The Independent, More Inclusive Than Ever
If you just really want a painting to go over the couch, you will find one here. But many works thoughtfully question what painting is today, its history and relevance. The Dutch artist Kinke Kooi’s “Mutual Friends” (2023) at the Portland, Oregon gallery Adams and Ollman (Booth Q. 5) is a triptych made with acrylic, gouache and colored pencil on paper that answers back to Hieronymus Bosch’s “The Garden of Earthly Delights” (1490-1500). Like Bosch, Kooi’s work includes strawberries and other earthly delights, but also feminist motifs, like a cartridge of birth control pills nestled in the vegetation. Tamara Gonzales’s tapestry-like grid of paintings at Klaus von Nichtssagend (Booth G. 5) conjure spirits of the Indigenous Americas alongside Kemar Keanu Wynter’s abstract canvases, whose titles have referred to delectable Caribbean dishes from his native Jamaica.

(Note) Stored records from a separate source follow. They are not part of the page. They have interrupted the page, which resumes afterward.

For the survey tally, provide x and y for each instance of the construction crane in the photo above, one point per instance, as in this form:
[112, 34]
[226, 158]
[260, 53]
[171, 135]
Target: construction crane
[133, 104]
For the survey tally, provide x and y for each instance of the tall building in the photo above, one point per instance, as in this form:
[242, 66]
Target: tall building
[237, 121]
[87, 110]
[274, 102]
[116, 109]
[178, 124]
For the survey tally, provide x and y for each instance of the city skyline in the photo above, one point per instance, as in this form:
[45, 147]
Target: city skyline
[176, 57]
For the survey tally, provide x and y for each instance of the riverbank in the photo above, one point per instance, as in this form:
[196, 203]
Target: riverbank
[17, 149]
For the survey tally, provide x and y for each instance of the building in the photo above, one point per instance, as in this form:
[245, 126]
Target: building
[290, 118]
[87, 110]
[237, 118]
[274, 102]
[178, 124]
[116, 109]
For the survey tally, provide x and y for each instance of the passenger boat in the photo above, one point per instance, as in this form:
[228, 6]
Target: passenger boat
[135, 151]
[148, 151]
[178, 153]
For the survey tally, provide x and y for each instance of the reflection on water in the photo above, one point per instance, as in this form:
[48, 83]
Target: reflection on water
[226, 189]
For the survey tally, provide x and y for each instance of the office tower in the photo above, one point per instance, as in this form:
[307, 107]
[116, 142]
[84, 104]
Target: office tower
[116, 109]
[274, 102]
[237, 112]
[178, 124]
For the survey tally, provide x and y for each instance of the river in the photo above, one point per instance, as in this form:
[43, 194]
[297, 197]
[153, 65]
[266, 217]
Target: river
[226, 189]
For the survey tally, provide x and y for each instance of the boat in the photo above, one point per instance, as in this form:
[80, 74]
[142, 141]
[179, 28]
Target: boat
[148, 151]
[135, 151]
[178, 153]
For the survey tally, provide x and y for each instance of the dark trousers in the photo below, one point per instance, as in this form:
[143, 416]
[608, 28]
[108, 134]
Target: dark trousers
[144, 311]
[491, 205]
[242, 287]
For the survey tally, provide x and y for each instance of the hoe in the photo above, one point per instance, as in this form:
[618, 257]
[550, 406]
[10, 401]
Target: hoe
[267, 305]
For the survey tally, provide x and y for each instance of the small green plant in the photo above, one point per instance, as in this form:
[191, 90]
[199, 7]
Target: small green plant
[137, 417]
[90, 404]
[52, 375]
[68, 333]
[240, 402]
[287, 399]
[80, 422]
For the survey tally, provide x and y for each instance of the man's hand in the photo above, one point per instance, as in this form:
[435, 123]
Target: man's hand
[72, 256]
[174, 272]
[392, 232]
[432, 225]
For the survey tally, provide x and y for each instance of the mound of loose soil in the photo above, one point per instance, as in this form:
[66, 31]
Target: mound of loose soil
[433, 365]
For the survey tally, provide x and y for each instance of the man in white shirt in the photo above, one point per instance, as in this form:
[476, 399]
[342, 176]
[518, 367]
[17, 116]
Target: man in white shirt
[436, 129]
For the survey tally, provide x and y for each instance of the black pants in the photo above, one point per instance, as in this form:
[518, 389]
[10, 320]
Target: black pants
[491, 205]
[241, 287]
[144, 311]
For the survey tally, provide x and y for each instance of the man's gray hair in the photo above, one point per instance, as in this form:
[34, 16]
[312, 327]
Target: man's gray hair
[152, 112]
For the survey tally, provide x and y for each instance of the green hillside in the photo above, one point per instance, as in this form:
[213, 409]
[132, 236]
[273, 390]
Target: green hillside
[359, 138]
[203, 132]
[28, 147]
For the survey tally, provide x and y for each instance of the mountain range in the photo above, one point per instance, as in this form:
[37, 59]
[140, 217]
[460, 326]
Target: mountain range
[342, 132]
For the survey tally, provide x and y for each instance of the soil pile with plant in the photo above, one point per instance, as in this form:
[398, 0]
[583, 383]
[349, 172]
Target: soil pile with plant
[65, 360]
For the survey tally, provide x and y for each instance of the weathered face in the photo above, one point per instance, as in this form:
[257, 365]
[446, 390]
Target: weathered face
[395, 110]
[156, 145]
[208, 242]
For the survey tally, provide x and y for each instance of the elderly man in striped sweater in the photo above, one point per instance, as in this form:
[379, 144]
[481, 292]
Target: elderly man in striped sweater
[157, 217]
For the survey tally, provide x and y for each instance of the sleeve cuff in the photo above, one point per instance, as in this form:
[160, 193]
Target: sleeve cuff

Finally, at the London and Basel gallery Vitrine (Booth A. 1), the Danish artist Cecilia Fiona’s painted marks spill out from the canvas onto a folding screen, and even costumes she has created for a performance on Saturday from 11 a.m. to 2 p.m. Here, the artist and a cohort will perform in the booth, wearing the hand-painted costumes and masks inspired by her recently deceased grandmother, who came to Fiona in a dream, as a bird. Call it painting, ritual or séance, there’s something poignant about this in an art fair in TriBeCa, where performance art used to be quotidian, rather than the exception.